Pourtant, au moins un des suspects semble aujourd’hui accroché par les enquêteurs de la police judiciaire de Bordeaux. L’ADN de Hussein A., qui était inscrit au Fichier national automatisé des empreintes génétiques (FNAEG) depuis une condamnation en début d’année pour des violences sur sa femme, a en effet été retrouvé sur le corps de la victime, a confirmé ce vendredi Olivier Janson, le procureur de Mont-de-Marsan.

Ce ressortissant syrien arrivé en France en 2016 et bénéficiant d’un statut de réfugié a par ailleurs été interpellé « avec la carte SIM de la victime dans sa poche », a expliqué Olivier Janson. Le téléphone portable de la victime a aussi été retrouvé dans son appartement où les trois autres suspects ont été interpellés. Eux aussi nient leur implication dans cette affaire. Mais les policiers espèrent faire très vite parler la science.

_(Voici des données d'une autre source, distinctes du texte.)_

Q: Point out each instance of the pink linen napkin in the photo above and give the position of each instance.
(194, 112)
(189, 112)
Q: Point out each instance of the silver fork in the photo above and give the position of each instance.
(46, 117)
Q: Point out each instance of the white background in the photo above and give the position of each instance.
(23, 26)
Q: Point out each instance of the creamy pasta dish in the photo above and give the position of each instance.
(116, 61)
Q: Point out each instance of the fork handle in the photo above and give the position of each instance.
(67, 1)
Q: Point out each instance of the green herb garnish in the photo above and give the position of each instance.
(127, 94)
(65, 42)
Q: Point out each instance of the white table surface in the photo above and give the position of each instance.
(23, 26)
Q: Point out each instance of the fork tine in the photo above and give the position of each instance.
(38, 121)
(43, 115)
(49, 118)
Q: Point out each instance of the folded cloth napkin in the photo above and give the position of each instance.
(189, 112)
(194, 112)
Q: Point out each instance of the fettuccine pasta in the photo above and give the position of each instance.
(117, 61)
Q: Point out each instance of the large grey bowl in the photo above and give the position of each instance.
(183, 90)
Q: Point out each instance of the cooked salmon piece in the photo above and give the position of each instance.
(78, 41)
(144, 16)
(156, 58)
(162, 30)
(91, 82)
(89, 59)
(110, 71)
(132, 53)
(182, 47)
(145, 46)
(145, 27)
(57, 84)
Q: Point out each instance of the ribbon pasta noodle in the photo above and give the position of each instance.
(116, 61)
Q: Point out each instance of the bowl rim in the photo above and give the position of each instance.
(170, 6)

Doutes sur la nationalité des suspects

En effet, selon nos informations, plusieurs ADN ont été retrouvés par les enquêteurs sur le corps de Johanna Blanes. Dès leur placement en garde à vue, celui des trois autres hommes a été prélevé. Ces ADN étaient, vendredi soir, toujours en cours d’analyse. Ils seront ensuite comparés à ceux trouvés sur le corps de la jeune mère de 24 ans.

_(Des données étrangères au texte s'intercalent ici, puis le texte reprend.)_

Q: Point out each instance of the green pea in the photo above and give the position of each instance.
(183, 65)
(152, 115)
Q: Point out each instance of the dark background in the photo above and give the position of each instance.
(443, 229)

L’autre question qui occupe les enquêteurs concerne les identités de ces hommes. Selon nos informations, au moins l’un d’entre eux serait en situation irrégulière sur le territoire français. Mais les trois suspects ne semblent pas très coopératifs. Ils se disent Algérien ou Tunisien, mais rien ne prouve qu’ils ne sont pas, eux non plus, Syriens. Ils ne parviennent pas non plus à expliquer pourquoi des effets personnels de Johanna Blanes, étaient dans l’appartement de leur ami. Leur garde à vue doit se prolonger jusqu’à ce samedi matin.

S’ils n’étaient finalement pas impliqués dans la mort de la jeune femme, ces hommes pourraient, une fois leur situation en France clarifiée, faire l’objet d’une mesure de rétention administrative.